No início desta semana, vimos uma grande parte da nossa história natural e antropológica ser destruída pelas chamas. Imaginamos que não tenha sido fácil para você, assim como não foi para nós, entender o que estava acontecendo. Você não está sozinho nessa. O nosso pesar é o seu pesar, o nosso luto é o seu luto. Estamos sintonizados em uma mesma rede de luto nacional, com proporções mundiais. Afinal, um pedaço de cada um de nós foi queimado junto com o Museu Nacional do Rio de Janeiro. Você gostaria de saber por quê?
Pois bem! Este foi um daqueles acidentes desastrosos da vida que, embora não tenha nos feito perder pessoas queridas, levou consigo a história viva dos nossos ancestrais. É claro que não estamos falando de ancestrais possíveis de serem registrados em uma árvore genealógica de papel. Estamos falando de antepassados longínquos que, por terem deixado as marcas das suas existências em objetos que foram cuidadosamente armazenados em um único lugar, nos deram a possibilidade de saber de onde viemos.
Isso mesmo! Estamos falando da perda de objetos que nos ajudavam a manter vivas as nossas raízes e identidade de algumas nações, inclusive a nossa, de latinos e brasileiros. Com eles por perto podíamos reconhecer, por exemplo, a herança genética de Luzia, o fóssil humano feminino mais antigo das Américas e identificar na nossa linguagem diária as origens portuguesas da nossa colonização.

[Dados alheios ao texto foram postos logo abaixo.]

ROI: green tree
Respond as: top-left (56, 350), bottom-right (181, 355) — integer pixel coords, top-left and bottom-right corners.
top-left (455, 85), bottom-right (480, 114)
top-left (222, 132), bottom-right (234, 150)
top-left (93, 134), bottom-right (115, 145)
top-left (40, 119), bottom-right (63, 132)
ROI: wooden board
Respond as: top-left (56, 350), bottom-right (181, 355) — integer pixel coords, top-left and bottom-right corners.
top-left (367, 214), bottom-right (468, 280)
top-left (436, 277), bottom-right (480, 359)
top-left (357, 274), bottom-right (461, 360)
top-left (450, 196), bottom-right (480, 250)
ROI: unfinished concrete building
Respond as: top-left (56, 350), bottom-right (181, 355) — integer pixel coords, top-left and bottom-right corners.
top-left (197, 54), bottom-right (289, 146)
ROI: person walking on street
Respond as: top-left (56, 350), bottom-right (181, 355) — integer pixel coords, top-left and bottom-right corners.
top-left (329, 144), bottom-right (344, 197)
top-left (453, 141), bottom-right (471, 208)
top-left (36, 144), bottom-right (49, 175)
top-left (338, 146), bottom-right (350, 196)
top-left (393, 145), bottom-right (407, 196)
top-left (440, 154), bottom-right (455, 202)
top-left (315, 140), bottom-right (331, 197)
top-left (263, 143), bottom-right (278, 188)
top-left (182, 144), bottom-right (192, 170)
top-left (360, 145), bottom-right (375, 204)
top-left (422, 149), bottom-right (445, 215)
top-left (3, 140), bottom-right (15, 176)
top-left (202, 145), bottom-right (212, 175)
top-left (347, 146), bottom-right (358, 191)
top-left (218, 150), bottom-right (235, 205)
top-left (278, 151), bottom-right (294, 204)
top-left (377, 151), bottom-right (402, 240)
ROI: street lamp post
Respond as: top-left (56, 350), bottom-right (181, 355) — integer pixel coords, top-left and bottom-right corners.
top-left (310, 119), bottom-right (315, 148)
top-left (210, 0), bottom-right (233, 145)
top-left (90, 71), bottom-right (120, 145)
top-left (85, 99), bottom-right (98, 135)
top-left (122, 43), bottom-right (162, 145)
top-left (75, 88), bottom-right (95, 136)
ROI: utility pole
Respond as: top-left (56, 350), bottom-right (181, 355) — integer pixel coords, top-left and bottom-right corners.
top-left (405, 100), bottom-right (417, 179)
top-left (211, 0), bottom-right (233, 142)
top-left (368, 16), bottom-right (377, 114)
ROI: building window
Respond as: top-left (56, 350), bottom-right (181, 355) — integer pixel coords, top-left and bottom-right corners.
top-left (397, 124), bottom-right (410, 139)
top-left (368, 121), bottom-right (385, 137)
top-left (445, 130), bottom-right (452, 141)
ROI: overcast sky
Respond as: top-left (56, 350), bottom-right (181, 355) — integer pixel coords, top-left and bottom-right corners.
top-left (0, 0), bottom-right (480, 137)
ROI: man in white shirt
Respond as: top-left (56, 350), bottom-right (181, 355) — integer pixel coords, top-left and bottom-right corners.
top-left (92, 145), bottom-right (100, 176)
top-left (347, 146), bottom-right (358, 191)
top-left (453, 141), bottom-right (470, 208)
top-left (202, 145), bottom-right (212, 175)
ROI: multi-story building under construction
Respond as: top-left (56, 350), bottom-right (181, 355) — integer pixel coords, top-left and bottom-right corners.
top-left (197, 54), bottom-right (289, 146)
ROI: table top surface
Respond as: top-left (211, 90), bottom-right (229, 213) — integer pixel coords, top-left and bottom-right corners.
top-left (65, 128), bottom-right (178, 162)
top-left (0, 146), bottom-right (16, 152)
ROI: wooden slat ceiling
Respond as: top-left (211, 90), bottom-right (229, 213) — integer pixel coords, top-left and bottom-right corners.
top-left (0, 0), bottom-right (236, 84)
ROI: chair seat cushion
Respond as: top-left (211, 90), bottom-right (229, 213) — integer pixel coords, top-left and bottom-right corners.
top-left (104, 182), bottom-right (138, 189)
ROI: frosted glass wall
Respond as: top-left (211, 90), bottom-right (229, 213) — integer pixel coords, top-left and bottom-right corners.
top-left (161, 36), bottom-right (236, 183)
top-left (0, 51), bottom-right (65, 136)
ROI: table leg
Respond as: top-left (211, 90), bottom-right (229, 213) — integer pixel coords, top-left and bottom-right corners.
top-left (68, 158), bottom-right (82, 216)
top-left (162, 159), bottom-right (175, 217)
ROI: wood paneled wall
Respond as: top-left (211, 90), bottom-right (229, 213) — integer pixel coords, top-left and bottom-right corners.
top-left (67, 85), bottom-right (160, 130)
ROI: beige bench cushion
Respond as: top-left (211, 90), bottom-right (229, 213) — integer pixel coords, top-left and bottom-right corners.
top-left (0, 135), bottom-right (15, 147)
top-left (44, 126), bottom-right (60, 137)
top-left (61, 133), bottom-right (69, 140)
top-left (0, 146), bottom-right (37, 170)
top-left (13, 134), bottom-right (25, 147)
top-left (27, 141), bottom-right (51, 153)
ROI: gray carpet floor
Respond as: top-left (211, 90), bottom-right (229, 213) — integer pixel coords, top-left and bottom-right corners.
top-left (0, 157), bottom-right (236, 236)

E agora só nos restam as memórias, os relatos compartilhados e a solidariedade para darmos continuidade a 200 anos de pesquisas que, certamente, não foram em vão.
Depois de termos vivido o desespero de assistir, de camarote, aos nossos pertences serem invadidos pelo fogo, sermos tomados pela desorientação cognitiva e mergulharmos em um profundo pesar, nos restou ansiar e procurar entre os escombros o que ainda existe.
Se por um lado estamos saboreando o gosto amargo da nossa tristeza, intercalada por uma raiva que nos incentiva a buscar pelos culpados, por outro lado, suspiramos aliviados quando sabemos que foi encontrado um documento, uma tela um pouco “chamuscada” ou fragmentos de um crânio que estavam próximos do local onde estava o crânio de Luzia.
Nasce a esperança e com ela o convívio com uma realidade que nos convida a enfrentar, elaborar e seguir adiante. Ela pede para nos despedirmos do que se foi, reconhecer o que ainda temos, fazer planos para o futuro e construir os novos rumos da nossa história. E isso nós já estamos fazendo, quando arregaçamos as mangas, colocamos a mão na massa e iniciamos a captação dos registros fotográficos de visitantes do museu para fazermos um acervo de imagens. Uma bela saída de um grupo de estudantes de museologia.
Provavelmente não poderemos mais deslizar pelos salões originais do palácio, mas poderemos honrar nossa história e construir um futuro humano, solidário e digno de orgulho para as novas gerações. Acreditamos que nossa história não morrerá, se usarmos nossas experiências, inclusive as de perda, para nos superar e construir um futuro cada vez melhor.